2.Even after the recent pullback, technology stocks still look overvalued to us. Price-to-Earnings ratios are still at 41 for broad technology funds and indexes – levels where there is a significant chance that there could be many more overpriced technology stocks that could drop further in price when their revenues and earnings come in lower than hoped for. Monetizing A.I. developments will be difficult.

3.In the event that the economy stumbles during the next few quarters, the U.S. Federal Reserve is in great shape to cut interest rates and stimulate the economy because they raised rates in 2022. A couple years ago, when rates were near zero, this was not the case. This backstop help gives us confidence that this current drawdown will be short lived and that investors should stay the course with their investment plan and stay invested.


Important Disclosures

Opinions expressed are as of the current date; such opinions are subject to change without notice.
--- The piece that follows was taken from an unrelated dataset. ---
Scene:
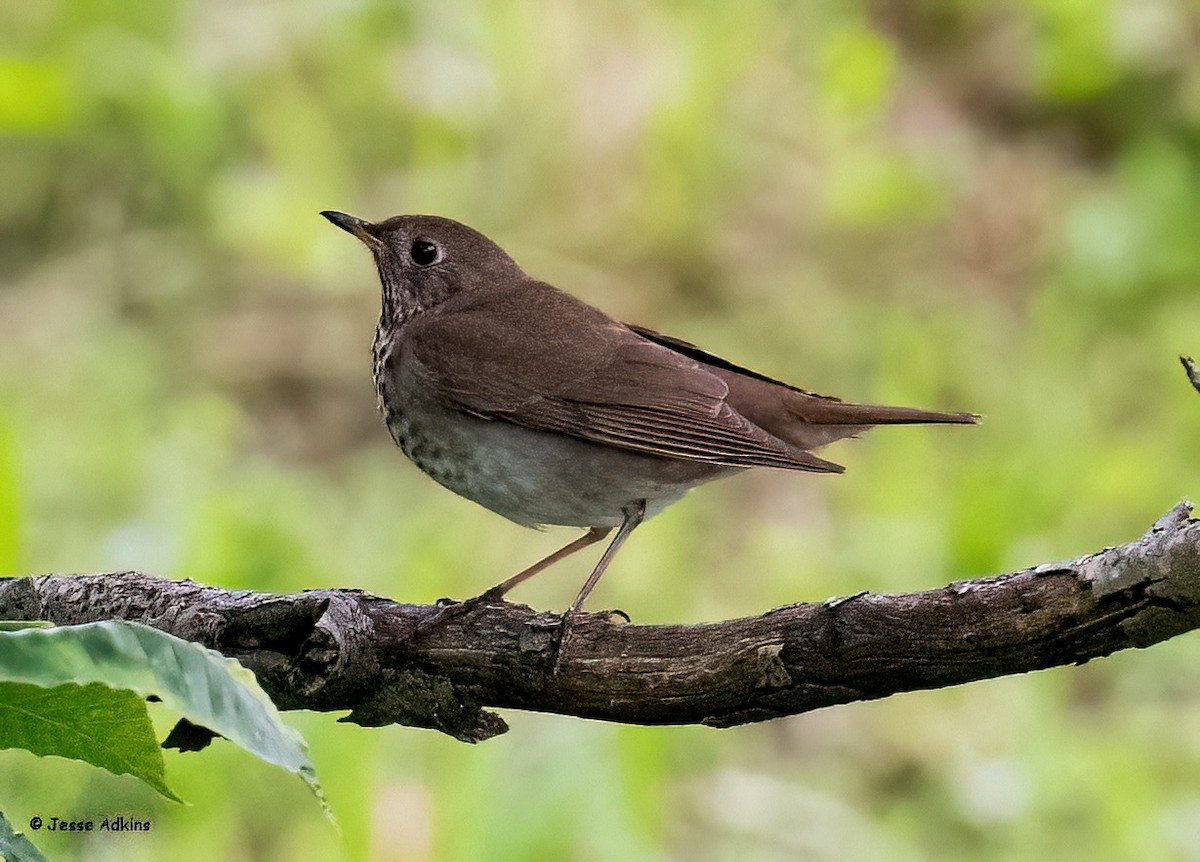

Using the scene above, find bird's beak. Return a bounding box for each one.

Advyzon Investment Management shall not be responsible for any trading decisions, damages, or other losses resulting from, or related to, the information, data, analyses or opinions or their use. This commentary is for informational purposes only. The information, data, analyses, and opinions presented herein do not constitute investment advice, are provided solely for informational purposes and therefore are not an offer to buy or sell a security. Please note that references to specific securities or other investment options within this piece should not be considered an offer (as defined by the Securities and Exchange Act) to purchase or sell that specific investment or a recommendation for a particular product.